Unfortunately, I’m going to be out-of-pocket for most of today, so I’ll miss a lot of the post-mortem if the decision comes down. For pre-mortem, though, I’ve been poking around, and it seems like there’s a prevailing view that if — as expected — the decision comes out in favor of Hamdan, the theory will be that al Qaeda does have Geneva Convention protections.
Make no mistake: if this happens, the Supreme Court will have dictated that we now have a treaty with al Qaeda — which no President, no Senate, and no vote of the American people would ever countenance. (Compare this.) The Constitution consigns treaty-making to the political branches, not the courts, but a conclusion that Geneva protects Hamdan (and, by extension, his fellow savages) would ominously mean that the courts, under the conveniently malleable guise of “customary international law” can rewrite treaties to mean whatever they like them to mean.
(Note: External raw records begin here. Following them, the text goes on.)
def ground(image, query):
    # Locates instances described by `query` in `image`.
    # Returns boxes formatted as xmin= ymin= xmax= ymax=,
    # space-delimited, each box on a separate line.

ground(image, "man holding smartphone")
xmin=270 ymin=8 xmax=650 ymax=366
It is likely that such a theory will not rest on a claim that terrorists qualify as honorable prisoners of war under the conventions. It is too obvious that this is not the case. Rather, it would be premised on the theory that Common Article 3 applies. Article 3 (which is “common” because it applies to all of the Geneva Conventions) prohibits “the passing of sentences and the carrying out of executions without previous judgment pronounced by a regularly constituted court, affording all the judicial guarantees which are recognized as indispensable by civilized peoples.” (Emphasis added, and explained below.)
The president, properly, has indicated that Common Article 3 does not apply to our war with al Qaeda because it applies, as relevant here, only to an “armed conflict not of an international character occurring in the territory of one of the High Contracting Parties.” POTUS reasons that our conflict is international because al Qaeda is an international terrorist organization and the war is not limited to Afghanistan. However, some claim the war is limited to Afghanistan (notwithstanding, for example, the Twin Towers used to stand in Manhattan, not Kabul), and that a conflict with al Qaeda cannot be “international” because al Qaeda is not a nation.
Nevertheless, even granting that the president is right, internationalist activists (law professors, UN and Euro-bureaucrats, and self-styled human rights organizations) argue that Common Article 3 applies anyway, despite the literal limitations on it in the Geneva Conventions themselves, because it has somehow transmogrified into binding “customary international law.” (For those interested, I wrote an article called “International Law v. the United States” for Commentary’s February 2006 edition. It addresses how customary international law undermines American democratic self-determination.)
If this reasoning is used to apply Geneva, and thus strike a treaty with al Qaeda (one which obligates only the U.S. — al Qaeda can be expected to go on bombing civilians and torturing and beheading prisoners), who knows what combatant trials will look like? Notice the Article 3 language I have highlighted three paragraphs above. It will be the courts, ultimately, which decide what is “a regularly constituted court,” and what “judicial guarantees” are “indispensible” according to “civilized people.”
Anyone want to bet against me that this won’t come to mean criminal trials with virtually all the protections required to be given to U.S. citizens under the Constitution?